Actuellement près de 40 000 ha de soja sont cultivés en France, essentiellement en Aquitaine, Midi-Pyrénées, en Bourgogne et Rhône-Alpes. Les variétés autorisées en France sont toutes non OGM et les trois quart de la production sont utilisés pour l’alimentation des animaux, souvent dans des filières tracées. Un quart de la production est destiné à l’alimentation humaine. Dans le quart nord-ouest, le soja est principalement cultivé dans les départements situés au sud de la Loire. Plus près de chez nous, quelques dizaines d’hectares de soja sont cultivés en Loire-Atlantique et Maine-et-Loire. Et les contraintes étant bien réelles, seules quelques mises en culture sont tentées ponctuellement dans certains départements bretons. Le Cetiom travaille sur la mise à jour des références sur cette culture pour affiner la faisabilité du soja sur la façade Atlantique.

Plante à cycle déterminé

Les variétés de soja cultivées en France sont dites à croissance indéterminée. Après une phase végétative, de la levée jusqu’à l’émergence de 3 à 5 feuilles, la floraison débute. L’émergence de nouvelles feuilles est alors concomitante avec l’apparition de nouvelles fleurs, leur nouaison, le remplissage des gousses, le grossissement et la maturation des graines. Cette particularité est un atout pour passer outre les incidents climatiques durant toute la période de culture, de mai à septembre.

Une adaptation variétale nécessaire

L’aire de culture possible du soja peut être définie à partir des sommes de températures disponibles (base 6°C) à partir de la date de semis la plus précoce possible, dès que le sol est ressuyé, avec une température supérieure à 10°C au niveau du lit de semence, pour une récolte fixée fin septembre. Les variétés de soja précoces du groupe 00 ont des besoins en températures de 1 500-1 550°, comparables aux besoins des variétés de maïs de la série demi-précoce SC. Au Sud de la Loire, le semis est possible à partir de la mi-avril, l’offre climatique permet de cultiver ces variétés de type 00. Plus au nord, les semis plus tardifs, à partir de fin avril ; et les sommes de températures moins élevées limitent l’utilisation de ces variétés par le risque de non récolte. En effet, les études climatiques fréquentielles du Cetiom ont montré que pour un semis à Rennes le 1er mai, la probabilité d’atteindre la maturité physiologique au 20 septembre est de 90 %, soit une récolte 9 années sur 10. Avec un semis au 11 mai, elle n’est plus que de 70 %.
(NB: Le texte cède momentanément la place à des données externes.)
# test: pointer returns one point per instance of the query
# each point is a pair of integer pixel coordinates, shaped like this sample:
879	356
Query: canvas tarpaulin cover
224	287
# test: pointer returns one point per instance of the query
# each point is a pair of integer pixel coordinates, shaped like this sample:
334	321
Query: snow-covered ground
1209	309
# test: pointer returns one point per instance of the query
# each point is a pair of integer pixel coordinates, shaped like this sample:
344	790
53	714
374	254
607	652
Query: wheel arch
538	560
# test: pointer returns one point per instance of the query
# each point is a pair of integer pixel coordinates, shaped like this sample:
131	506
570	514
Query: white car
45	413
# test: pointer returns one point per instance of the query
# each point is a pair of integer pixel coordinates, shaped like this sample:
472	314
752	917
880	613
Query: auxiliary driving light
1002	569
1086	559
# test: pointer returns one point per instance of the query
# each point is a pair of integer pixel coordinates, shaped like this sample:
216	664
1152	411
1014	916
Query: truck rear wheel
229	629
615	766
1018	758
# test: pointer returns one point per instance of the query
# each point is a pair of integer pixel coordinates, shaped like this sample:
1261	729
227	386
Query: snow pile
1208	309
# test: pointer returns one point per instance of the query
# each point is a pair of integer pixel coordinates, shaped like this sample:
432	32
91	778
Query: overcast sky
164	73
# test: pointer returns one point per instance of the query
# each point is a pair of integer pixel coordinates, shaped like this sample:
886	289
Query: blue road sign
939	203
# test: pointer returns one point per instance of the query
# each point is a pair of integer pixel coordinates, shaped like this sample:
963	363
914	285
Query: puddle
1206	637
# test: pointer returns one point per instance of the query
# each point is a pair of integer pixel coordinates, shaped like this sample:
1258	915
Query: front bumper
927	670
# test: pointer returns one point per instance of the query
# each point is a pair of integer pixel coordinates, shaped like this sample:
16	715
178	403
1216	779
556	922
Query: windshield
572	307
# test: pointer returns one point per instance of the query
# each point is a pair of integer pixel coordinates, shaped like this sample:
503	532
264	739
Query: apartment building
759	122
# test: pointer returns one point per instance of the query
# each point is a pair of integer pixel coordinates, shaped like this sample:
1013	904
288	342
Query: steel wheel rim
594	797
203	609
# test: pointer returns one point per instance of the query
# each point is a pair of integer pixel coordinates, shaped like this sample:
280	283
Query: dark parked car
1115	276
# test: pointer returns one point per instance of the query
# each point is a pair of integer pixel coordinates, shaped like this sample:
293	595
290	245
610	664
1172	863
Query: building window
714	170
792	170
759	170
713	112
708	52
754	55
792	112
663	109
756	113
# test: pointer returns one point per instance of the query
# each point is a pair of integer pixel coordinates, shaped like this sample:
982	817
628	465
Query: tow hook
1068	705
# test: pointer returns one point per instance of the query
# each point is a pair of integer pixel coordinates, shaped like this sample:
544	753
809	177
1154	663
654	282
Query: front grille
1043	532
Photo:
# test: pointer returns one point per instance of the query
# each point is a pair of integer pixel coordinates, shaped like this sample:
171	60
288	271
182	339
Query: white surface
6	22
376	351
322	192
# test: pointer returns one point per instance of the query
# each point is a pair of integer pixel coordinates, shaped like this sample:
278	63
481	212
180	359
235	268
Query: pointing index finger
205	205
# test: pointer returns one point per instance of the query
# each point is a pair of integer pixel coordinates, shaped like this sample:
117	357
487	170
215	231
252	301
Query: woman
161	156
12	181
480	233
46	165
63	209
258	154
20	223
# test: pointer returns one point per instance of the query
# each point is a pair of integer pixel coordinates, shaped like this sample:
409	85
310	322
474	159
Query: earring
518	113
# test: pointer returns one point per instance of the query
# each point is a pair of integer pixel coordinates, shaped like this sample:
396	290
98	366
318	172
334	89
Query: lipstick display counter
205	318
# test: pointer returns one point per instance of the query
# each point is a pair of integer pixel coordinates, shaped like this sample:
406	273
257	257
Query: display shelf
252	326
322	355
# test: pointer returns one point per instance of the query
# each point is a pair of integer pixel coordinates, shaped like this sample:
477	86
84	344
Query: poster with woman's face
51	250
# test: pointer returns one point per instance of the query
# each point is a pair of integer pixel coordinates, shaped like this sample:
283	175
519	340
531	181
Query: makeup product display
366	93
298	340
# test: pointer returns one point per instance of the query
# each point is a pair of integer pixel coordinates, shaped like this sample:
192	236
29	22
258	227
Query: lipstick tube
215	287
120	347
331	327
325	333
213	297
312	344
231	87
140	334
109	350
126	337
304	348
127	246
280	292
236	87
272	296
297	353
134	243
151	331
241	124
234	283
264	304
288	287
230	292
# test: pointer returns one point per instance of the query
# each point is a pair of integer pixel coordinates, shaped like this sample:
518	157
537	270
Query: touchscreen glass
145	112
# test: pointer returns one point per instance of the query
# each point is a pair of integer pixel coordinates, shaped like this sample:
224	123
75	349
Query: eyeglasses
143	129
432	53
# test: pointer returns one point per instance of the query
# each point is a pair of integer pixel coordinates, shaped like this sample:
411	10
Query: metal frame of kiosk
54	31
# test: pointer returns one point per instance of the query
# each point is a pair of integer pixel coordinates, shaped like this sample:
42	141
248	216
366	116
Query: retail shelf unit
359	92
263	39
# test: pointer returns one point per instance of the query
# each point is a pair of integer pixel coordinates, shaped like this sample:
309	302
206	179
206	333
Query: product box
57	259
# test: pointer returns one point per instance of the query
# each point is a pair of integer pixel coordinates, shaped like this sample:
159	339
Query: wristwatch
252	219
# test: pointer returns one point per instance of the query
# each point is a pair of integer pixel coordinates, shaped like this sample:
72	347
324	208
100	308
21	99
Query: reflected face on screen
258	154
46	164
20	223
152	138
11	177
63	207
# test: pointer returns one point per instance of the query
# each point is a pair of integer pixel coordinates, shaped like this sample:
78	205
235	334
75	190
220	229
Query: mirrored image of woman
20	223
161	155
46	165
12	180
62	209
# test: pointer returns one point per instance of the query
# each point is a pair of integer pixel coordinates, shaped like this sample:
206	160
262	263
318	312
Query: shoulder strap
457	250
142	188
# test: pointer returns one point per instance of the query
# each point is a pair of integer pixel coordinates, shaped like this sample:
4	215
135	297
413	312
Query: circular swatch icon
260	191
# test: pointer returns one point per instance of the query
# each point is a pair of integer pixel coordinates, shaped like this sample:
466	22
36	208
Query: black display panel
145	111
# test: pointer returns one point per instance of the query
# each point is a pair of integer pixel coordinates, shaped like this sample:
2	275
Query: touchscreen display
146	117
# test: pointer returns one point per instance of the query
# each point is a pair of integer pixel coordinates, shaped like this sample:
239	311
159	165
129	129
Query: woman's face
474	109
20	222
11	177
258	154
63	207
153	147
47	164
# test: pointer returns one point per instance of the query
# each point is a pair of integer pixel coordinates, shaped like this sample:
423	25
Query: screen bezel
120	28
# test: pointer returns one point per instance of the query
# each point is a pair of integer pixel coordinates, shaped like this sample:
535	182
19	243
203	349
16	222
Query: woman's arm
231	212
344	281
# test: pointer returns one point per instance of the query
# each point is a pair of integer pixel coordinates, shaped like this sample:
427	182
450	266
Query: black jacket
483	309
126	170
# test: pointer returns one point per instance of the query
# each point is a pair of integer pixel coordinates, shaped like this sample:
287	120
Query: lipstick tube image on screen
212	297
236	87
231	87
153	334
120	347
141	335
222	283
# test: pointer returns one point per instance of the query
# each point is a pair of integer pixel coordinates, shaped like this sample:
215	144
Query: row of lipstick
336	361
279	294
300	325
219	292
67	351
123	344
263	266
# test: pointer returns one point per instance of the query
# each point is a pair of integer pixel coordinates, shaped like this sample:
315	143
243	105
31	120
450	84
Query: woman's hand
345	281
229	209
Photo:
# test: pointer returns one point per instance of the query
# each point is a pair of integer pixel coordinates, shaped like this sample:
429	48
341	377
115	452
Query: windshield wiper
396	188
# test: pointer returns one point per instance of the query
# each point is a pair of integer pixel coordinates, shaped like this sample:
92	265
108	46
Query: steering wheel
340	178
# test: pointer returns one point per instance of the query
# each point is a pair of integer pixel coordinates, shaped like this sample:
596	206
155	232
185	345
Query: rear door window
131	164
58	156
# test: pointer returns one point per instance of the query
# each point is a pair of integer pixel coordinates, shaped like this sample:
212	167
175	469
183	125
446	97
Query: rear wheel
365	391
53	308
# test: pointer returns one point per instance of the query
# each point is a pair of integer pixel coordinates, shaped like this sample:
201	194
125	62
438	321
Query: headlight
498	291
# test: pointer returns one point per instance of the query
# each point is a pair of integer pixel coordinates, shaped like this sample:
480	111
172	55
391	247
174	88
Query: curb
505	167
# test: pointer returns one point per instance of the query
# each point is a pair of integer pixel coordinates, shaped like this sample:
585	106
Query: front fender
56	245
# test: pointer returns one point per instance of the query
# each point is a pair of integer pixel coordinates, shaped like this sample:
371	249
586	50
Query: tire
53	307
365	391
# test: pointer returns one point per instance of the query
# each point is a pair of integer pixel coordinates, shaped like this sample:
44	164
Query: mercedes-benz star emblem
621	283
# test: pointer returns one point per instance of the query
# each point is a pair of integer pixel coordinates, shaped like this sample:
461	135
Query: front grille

Les groupes « très précoces », de type 000, ont  des besoins en température du semis à la récolte de 1 450°C, ce qui est comparable aux besoins thermiques des variétés précoces de maïs de la série SB. Ils pourraient intéresser les zones climatiques les plus chaudes de la Bretagne (façade maritime sud). Ces variétés risquent encore de manquer de précocité pour les autres  régions bretonnes. Les espoirs reposent donc sur un nouveau groupe 0000, dont l’indice est en cours de définition. A chaque changement de précocité, les essais ont prouvé un écart de 2 à 3 q/ha. Les futurs essais démontreront donc si le rendement est pénalisé avec des variétés à très forte précocité. Carole David

L’avis de Jean Raimbault, Cetiom

Pour cultiver du soja au nord de la Loire, le principal effort sera de déterminer le potentiel variétal et de voir comment ces variétés vont s’exprimer dans nos conditions climatiques. Outre la variété, l’itinéraire technique est à maîtriser. L’inoculation du soja est déterminante quant à la réussite de la culture. Elle couvrira 75 % des besoins en azote de la plante grâce à la symbiose. Cette dernière n’est cependant possible qu’avec la couverture des besoins en eau de la plante. La récolte, avec une barre de coupe au plus près de la surface du sol pour ramasser un maximum de gousses, s‘anticipe dès l’implantation en évitant toute irrégularité de surface. Enfin, la plante étant peu couvrante, les programmes de désherbage seront à affiner. Mais les produits de prélevée et postlevée permettent de nombreuses solutions avec de très bonnes efficacités sur les graminées et de nombreuses dicotylédones.